Les portes du gymnase s’entrouvrent et font place à une dizaine de gosses. Leur naïveté et leur pondération contrastent avec la violence presque absurde de la scène qu’ils viennent d’interrompre. Pour quelques minutes, ni l’homme ni la femme ne prennent la parole. Les voix des enfants accompagnent leur errance momentanément muette, sous les spots froids de cette salle de sport.

« Tu as fini. » Puisqu’il ne venait jamais au point final de son laïus, Audrey sort de son silence en imposant à Stan le sien. A son tour d’écouter maintenant. A peine prend-elle la parole que l’on découvre qu’elle est loin de l’état de loque faible dans lequel Stan avait tenté de la maintenir. Il courbe vite l’échine sous la force de ce qu’elle assène. Au fil du discours d’Audrey, le monument de mots qu’il avait construit s’érode. Car il y a chez elle quelque chose qu’il n’y avait pas chez lui, qu’il éludait. « Mon amour », ne cesse-t-elle de lui répéter. Elle le prononce, elle l’exprime, cet amour, qu’aveuglé peut-être par la seule sensualité, Stan avait relégué à un futile second plan.
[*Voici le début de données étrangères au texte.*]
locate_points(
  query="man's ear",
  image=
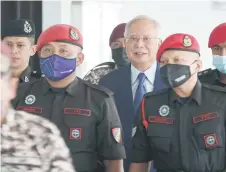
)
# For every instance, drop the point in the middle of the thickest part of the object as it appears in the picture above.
(13, 87)
(33, 49)
(159, 42)
(79, 59)
(199, 66)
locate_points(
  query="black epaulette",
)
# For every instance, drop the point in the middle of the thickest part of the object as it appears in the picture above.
(214, 87)
(207, 72)
(37, 74)
(156, 93)
(99, 88)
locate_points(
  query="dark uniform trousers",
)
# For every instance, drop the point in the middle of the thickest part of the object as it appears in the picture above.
(85, 114)
(182, 134)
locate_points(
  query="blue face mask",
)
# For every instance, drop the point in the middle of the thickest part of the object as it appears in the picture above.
(56, 67)
(220, 63)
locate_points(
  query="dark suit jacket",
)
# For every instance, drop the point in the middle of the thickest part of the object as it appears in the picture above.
(119, 82)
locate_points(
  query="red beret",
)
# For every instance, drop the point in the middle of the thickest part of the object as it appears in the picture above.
(4, 49)
(118, 32)
(60, 32)
(218, 35)
(179, 41)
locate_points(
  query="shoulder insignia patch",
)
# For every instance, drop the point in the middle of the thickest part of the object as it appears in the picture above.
(214, 87)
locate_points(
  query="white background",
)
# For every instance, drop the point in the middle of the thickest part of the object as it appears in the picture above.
(96, 20)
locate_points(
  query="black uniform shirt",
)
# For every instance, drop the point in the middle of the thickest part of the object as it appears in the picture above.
(86, 115)
(210, 76)
(28, 75)
(182, 134)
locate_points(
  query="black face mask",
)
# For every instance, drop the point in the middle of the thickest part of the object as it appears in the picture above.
(174, 75)
(120, 57)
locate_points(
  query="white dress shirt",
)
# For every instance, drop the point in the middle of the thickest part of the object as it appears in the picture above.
(148, 82)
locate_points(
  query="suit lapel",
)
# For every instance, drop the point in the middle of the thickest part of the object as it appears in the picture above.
(158, 84)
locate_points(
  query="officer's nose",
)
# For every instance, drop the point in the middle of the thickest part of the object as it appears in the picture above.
(224, 51)
(140, 43)
(14, 49)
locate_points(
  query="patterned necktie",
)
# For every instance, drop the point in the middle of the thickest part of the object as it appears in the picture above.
(140, 91)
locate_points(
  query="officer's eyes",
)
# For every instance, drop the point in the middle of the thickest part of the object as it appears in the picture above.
(176, 60)
(47, 50)
(9, 45)
(63, 51)
(20, 45)
(217, 48)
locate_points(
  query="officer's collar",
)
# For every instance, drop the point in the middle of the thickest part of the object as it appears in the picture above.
(25, 75)
(196, 94)
(71, 89)
(218, 82)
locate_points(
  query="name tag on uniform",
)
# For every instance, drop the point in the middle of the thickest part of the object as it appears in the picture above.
(30, 109)
(22, 160)
(204, 117)
(75, 134)
(76, 111)
(160, 120)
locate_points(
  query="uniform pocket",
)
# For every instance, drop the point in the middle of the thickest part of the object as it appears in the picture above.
(160, 136)
(209, 135)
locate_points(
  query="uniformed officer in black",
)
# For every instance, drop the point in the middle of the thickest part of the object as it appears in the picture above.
(19, 36)
(181, 128)
(217, 43)
(86, 114)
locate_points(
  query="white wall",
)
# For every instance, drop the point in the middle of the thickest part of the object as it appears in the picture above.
(96, 19)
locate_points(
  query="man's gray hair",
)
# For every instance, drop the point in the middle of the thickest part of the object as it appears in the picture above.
(140, 17)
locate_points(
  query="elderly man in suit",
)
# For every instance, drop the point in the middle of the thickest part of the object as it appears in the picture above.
(131, 82)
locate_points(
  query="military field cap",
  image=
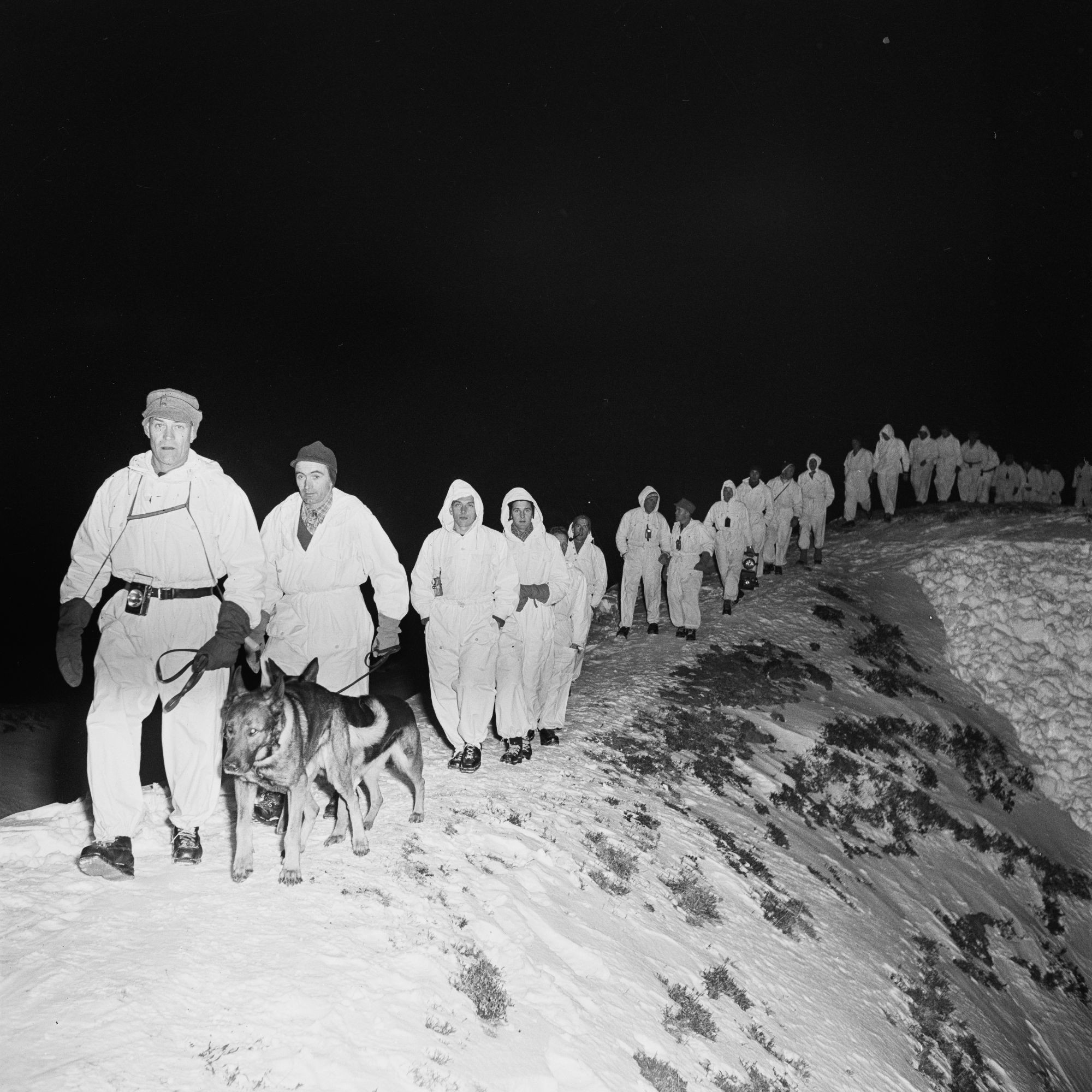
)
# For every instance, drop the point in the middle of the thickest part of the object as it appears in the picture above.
(317, 453)
(173, 406)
Mais la réponse d’Audrey n’est pas seulement l’éruption de ces questions alors évitées par Stan. Ses mots sont crus. Ceux de Stan avaient parfois pu apparaître comme des réactions à chaud, l’expression directe de jugements gratuits. Elle, trouve une puissance dans la froideur qui grandit progressivement en elle. Elle s’épuise pourtant au fil de ses paroles : « Putain comme je t’ai aimé », dit-elle, alors qu’elle choit lentement au sol, le dos traînant contre le mur. Elle qui avait promis de ne « pas tomber à genoux » finit donc par faiblir, sans toutefois s’agenouiller jamais ! Elle trouve dans cette chute un regain de force et pourra voir le terme – hypothétique en fin de représentation, pourtant – de cet affrontement dont elle peine à sortir…
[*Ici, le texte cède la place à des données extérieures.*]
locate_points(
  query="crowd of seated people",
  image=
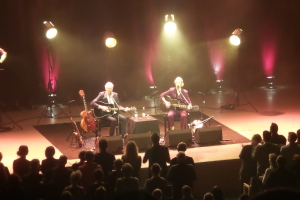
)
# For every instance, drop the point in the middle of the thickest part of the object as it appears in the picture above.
(101, 176)
(273, 164)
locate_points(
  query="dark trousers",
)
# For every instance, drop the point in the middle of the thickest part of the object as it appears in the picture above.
(183, 118)
(113, 123)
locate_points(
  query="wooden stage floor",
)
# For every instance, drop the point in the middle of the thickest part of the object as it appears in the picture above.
(280, 105)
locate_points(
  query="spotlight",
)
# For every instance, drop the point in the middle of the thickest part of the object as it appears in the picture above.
(110, 40)
(51, 31)
(3, 55)
(235, 38)
(271, 82)
(219, 85)
(170, 26)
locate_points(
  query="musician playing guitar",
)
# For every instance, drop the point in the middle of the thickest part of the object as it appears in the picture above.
(109, 97)
(182, 96)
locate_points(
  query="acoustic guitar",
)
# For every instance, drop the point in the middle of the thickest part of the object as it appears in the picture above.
(99, 113)
(88, 122)
(174, 105)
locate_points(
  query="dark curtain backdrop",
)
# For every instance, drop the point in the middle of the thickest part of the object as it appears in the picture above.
(143, 56)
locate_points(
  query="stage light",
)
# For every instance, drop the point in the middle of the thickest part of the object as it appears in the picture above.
(271, 82)
(51, 32)
(235, 38)
(3, 55)
(219, 85)
(170, 26)
(110, 40)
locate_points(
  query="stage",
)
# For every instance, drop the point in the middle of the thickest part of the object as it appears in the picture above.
(215, 165)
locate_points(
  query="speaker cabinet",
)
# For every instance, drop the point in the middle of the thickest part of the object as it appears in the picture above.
(206, 135)
(173, 137)
(142, 140)
(114, 144)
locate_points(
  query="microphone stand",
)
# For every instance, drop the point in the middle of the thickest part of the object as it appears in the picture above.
(118, 117)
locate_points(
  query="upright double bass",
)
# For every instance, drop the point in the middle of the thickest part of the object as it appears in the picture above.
(88, 122)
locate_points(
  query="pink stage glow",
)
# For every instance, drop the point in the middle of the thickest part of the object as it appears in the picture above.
(47, 63)
(268, 52)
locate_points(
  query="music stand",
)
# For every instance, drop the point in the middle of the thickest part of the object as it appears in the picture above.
(51, 97)
(237, 34)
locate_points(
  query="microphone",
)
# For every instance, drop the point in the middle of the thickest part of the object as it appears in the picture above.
(71, 101)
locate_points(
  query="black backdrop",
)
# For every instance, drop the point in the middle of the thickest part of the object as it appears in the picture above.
(138, 25)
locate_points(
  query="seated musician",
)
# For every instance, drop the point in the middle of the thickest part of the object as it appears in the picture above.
(107, 100)
(181, 96)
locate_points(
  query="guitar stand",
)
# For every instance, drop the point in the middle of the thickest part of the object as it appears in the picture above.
(48, 112)
(4, 129)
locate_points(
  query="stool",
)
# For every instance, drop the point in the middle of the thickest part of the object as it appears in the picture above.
(176, 118)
Lorsque s’éteignent les lumières en fin de représentation, on ne sait si vraiment la dispute d’Audrey et Stan a pris fin. Et l’on prend conscience que ce n’est sûrement pas d’ailleurs l’enjeu principal de la pièce de Rambert. Durant deux heures, les deux acteurs, lorsqu’ils parlent comme lorsqu’ils se meuvent, révèlent un complexe fonctionnement symbolique. L’écriture et la mise en scène convoquent des thématiques multiples, et permettent de nourrir, entre jeux de couleurs, allusions culturelles et méta-théâtrales ou tissages allégoriques, les esprits les plus avides d’analyse.

Mais au-delà de cette complexité, une persistante simplicité. Les sentiments et événements évoqués sont susceptibles de faire écho en chacun. Corps et esprit sont convoqués de façon directe, dans une variation sur l’amour, sur les différentes formes qu’il prend au cours d’une vie. Au travers de la relation entre cette femme et cet homme explose en plus de l’amour qui les lie intimement une puissante affection parentale, une très forte présence de l’amour maternel. Sur ces deux heures de spectacle, sont condensés et donnés à voir comme dans un vivarium des états, purs comme feints, d’absence et d’abondance d’amour, qui percuteront le spectateur, ne serait-ce qu’un seul instant, quand il verra en place du quatrième mur comme sur une vitre teintée sa propre silhouette.